Persistence in Ferromagnetic Ordering: Dependence upon initial configuration

TL;DR

This study investigates how the initial temperature affects the ordering dynamics in ferromagnets modeled by the Ising model, revealing different persistence behaviors and a potential new universality class at critical initial conditions.

Contribution

It introduces a detailed analysis of the impact of initial temperature on persistence and domain growth, identifying a possible new universality class at the critical initial temperature.

Findings

Persistence exponents vary with initial temperature and dimension.

A new universality class emerges at initial temperature equal to critical temperature.
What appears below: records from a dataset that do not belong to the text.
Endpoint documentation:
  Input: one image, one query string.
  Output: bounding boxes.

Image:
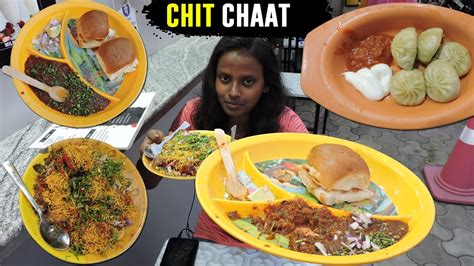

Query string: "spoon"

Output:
[214,128,249,201]
[2,66,69,102]
[143,121,190,159]
[3,161,70,250]
[230,125,237,142]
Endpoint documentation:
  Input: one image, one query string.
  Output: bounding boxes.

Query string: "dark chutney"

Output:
[25,56,109,116]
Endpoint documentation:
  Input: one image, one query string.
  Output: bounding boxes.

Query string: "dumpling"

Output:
[390,69,426,106]
[390,27,417,70]
[425,60,461,103]
[418,28,443,64]
[438,42,471,77]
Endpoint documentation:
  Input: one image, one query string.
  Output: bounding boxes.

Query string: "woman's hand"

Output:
[140,129,164,154]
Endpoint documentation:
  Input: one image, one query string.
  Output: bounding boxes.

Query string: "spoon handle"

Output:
[2,66,49,92]
[2,161,43,216]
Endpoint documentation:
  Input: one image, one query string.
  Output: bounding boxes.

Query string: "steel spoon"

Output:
[2,66,69,102]
[3,161,71,250]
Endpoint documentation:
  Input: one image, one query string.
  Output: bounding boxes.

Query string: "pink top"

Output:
[170,97,309,135]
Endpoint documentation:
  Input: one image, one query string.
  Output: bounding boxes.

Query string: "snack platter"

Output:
[196,133,435,264]
[11,1,147,127]
[301,4,474,129]
[19,139,148,264]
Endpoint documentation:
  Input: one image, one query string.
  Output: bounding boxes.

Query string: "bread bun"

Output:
[310,187,374,205]
[307,144,370,191]
[96,37,138,81]
[76,10,109,48]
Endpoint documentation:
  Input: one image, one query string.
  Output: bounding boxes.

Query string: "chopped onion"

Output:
[314,242,328,256]
[341,241,355,253]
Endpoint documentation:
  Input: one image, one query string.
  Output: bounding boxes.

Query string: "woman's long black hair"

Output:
[193,37,286,136]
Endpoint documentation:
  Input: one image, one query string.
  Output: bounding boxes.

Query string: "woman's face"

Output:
[215,51,265,119]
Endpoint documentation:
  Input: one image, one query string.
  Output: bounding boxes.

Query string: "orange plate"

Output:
[301,3,474,129]
[11,0,147,127]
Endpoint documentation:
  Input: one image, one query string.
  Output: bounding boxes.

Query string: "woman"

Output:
[142,37,308,150]
[142,37,308,246]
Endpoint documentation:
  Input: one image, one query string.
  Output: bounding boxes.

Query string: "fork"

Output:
[143,121,190,159]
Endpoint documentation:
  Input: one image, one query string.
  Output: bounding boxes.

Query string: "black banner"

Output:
[142,0,332,37]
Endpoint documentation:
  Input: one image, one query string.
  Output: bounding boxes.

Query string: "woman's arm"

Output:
[170,98,200,131]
Domain growth is largely unaffected by initial temperature.

Abstract

We study the dynamics of ordering in ferromagnets via Monte Carlo simulations of the Ising model, employing the Glauber spin-flip mechanism, in space dimensions $d=2$ and $3$. Results for the persistence probability and the domain growth are discussed for quenches to various temperatures ($T_f$) below the critical one ($T_{c}$), from different initial temperatures $T_{i} \geq T_{c}$. In long time limit, for $T_{i} > T_{c}$, the persistence probability exhibits power-law decay with exponents $\theta \simeq 0.22$ and $\simeq 0.18$ in $d=2$ and $3$, respectively. For finite $T_i$, the early time behavior is a different power-law whose life-time diverges and exponent decreases as $T_{i} \rightarrow T_{c}$. The crossover length between the two steps diverges as the equilibrium correlation length. $T_i=T_c$ is expected to provide a {\it{new universality class}} for which we obtain $\theta \simeq 0.035$ in $d=2$ and $\simeq 0.10$ in $d=3$. The time dependence of the average domain size $\ell$, however, is observed to be rather insensitive to the choice of $T_i$.